Many historians underestimate the impact of Saint-Simonist ideology on the development of Western civilization an on the Westernization of the colonies. This tendency has also prevented Arab nationalist historians from seeing the clear links. For example, Hourani (1962, p. 53), who generally applauds the disruption and redirection of Muslim society in Egypt as necessary progress toward modern achievements in transport and commerce, at the same time underestimates the impact and breadth of Saint-Simonist direction of Muhammad Ali:
[H]e may have been influenced by the followers of Saint-Simon who spent some years in Egypt in the 1830"s, working as doctors, engineers, and teachers, and helping him to design and execute the first great modern work of irrigation in Egypt, the barrages on the Nile... Saint-Simon's vision of a model society directed by a priesthood of scientists, and with the system of scientific truth taking the place of the religious systems which had broken down, is not likely to have appealed to him, even had it been explained in familiar terms; but the exaltation of industrial development and the planned economy was in line with his own interests.
Many of the Egyptian schools opened during Muhammad Ali's reign were directed by Saint-Simonists. A girls school opened in 1834 by Saint-Simonist Mlle. Suzanne Voilquin taught French language, midwifery, and basic medicine . From 1835, the artillery school at Tura was directed by Bruneau, a Saint-Simonist and graduate of the Paris Polytechnique, while the School of Mines came under the charge of Lambert, another Saint-Simonist, who was later to direct the School of Minerology (Heyworth-Dunne, 1938, pp. 132, 137, 142, 187).
Soon thereafter, the several small schools were absorbed into the new School of Engineering, which was organized by a number of Saint-Simonists. A main project of this new school was planning the Suez Canal:
The main avowed objective of the Saint Simonites was the industrial and cultural development of Egypt and the opening of the Suez Canal. The project of encouraging engineering studies in Egypt, while providing employment for a number of Frenchmen and giving a good opening for the growth of French culture, certainly seemed sincere, and, although it bore fruit in the long run, yet the tradition of the Egyptian engineering service has never been sufficiently strong to remain independent of European experts. In fact, it has rarely become a part of the traditional system in technical branches of the Egyptian service that serious enterprises are always undertaken by Europeans. (Heyworth Dunne 1938, pp. 144-5, 188)
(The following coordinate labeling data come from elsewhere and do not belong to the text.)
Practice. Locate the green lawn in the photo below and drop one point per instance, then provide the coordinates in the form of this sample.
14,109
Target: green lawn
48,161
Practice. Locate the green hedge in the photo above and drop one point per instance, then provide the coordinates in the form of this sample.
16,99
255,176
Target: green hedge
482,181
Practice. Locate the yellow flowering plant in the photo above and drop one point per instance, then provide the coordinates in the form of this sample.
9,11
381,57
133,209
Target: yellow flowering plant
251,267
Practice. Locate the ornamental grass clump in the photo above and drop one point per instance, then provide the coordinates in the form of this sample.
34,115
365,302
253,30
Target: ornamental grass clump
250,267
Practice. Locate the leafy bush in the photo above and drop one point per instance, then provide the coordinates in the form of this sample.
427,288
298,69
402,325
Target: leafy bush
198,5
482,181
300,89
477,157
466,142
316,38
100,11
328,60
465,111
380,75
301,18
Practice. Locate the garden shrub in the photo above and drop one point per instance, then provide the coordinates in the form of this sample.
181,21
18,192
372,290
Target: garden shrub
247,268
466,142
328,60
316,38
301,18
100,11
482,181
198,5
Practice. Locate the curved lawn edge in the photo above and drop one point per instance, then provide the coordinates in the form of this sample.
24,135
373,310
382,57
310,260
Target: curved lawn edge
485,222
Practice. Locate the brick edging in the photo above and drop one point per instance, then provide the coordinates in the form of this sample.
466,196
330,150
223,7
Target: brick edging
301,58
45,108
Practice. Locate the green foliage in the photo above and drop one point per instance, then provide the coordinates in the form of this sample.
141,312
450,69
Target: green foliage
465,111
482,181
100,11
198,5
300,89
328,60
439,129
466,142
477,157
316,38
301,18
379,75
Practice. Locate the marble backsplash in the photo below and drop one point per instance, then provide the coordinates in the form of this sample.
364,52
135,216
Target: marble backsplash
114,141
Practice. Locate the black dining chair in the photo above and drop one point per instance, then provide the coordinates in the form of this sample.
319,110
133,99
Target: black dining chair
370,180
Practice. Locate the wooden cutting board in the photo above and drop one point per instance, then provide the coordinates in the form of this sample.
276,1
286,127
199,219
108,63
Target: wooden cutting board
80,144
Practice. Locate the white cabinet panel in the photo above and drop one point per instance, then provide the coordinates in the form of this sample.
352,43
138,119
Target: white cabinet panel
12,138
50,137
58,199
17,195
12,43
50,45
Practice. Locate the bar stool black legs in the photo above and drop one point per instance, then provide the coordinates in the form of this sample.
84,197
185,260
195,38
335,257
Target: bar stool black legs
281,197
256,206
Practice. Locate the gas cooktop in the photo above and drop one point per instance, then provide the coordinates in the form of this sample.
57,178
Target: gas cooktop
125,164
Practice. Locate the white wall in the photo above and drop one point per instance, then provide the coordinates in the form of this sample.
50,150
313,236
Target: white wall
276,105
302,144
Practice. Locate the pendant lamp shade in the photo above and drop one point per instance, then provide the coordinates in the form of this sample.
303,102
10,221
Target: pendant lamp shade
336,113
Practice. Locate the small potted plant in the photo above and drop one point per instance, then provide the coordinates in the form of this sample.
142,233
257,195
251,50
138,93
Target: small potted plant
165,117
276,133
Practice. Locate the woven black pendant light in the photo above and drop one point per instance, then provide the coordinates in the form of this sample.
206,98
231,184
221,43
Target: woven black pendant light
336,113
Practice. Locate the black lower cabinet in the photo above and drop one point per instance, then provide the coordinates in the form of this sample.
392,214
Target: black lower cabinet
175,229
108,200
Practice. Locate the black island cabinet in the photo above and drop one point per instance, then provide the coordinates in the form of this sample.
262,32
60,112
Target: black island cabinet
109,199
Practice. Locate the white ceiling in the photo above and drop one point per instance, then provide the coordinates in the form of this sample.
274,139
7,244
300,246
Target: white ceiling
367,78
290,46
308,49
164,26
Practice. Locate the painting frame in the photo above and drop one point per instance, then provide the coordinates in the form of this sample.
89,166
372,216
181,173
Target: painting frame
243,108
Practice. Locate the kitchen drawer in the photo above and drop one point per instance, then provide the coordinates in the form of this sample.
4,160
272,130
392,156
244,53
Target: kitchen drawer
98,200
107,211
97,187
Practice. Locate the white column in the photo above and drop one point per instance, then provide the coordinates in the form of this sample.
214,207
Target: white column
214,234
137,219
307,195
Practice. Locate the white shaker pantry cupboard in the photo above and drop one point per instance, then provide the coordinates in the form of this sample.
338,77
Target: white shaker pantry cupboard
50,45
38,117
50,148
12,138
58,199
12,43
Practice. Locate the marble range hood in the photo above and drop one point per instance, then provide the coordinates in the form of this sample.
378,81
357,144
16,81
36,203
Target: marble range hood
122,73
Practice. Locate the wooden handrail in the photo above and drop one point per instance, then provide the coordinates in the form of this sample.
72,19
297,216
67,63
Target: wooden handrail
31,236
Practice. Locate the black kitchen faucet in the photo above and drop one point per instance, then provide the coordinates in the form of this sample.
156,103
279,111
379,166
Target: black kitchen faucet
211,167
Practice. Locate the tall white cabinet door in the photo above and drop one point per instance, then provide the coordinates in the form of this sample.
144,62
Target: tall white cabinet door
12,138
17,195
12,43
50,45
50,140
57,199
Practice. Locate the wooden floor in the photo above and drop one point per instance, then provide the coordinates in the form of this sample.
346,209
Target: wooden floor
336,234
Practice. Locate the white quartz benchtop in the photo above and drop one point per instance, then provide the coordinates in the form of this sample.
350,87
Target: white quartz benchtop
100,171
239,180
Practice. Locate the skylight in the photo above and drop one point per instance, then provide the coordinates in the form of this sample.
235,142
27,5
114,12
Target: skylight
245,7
In realizing the dream of the Suez Canal in 1869, the Saint-Simonist technocrat de Lesseps "had melted away the Orient's geographical identity by (almost literally) dragging the Orient into the West and finally dispelling the threat of Islam," As Edward Said put it (1979, p. 92). And,
[d]espite its immemorial pedigree of failures, its outrageous cost, its astounding ambitions for altering the way Europe would handle the Orient, the canal was worth the effort. It was a project uniquely able to override the objections of those who were consulted and, in improving the Orient as a whole, to do what scheming Egyptians, perfidious Chinese, and half-naked Indians could never have done for themselves. (Said, 1979, p. 90)
In a plan to reorganize the army and military schools suggested by a Polish general in 1834, Saint-Simonists supported colonial subjects like Sulaiman Bey and Adham Effendi, both who had been "attracted by the ideas of that group." During this period,
the Saint-Simonists were in great favor; there were over fifty of them in Egypt, several of whom were employed as doctors, engineers and teachers, and there was great hope of a further demand for Frenchmen after the completion of the reorganization which Sulaiman was undertaking in connection with the educational system and which he was considered to be the director. (Heyworth-Dunne, 1938, p. 184-6)
The Saint-Simonists recommended forming a "commission of inspection", which was to be independent of all other ministerial bodies and which would evaluate all schools--military and otherwise--and which included Sulaiman Bey, Adham Effendi, General Seguera, and a number of Saint-Simonists. Another member was Mukhtar Bey, a close friend of Muhammad Ali who had been sent to France in one the education missions, and who was a "favorite" of the Saint-Simonists, although he was also said to be of "bad character" (Heyworth-Dunne, 1938, pp. 186, 189).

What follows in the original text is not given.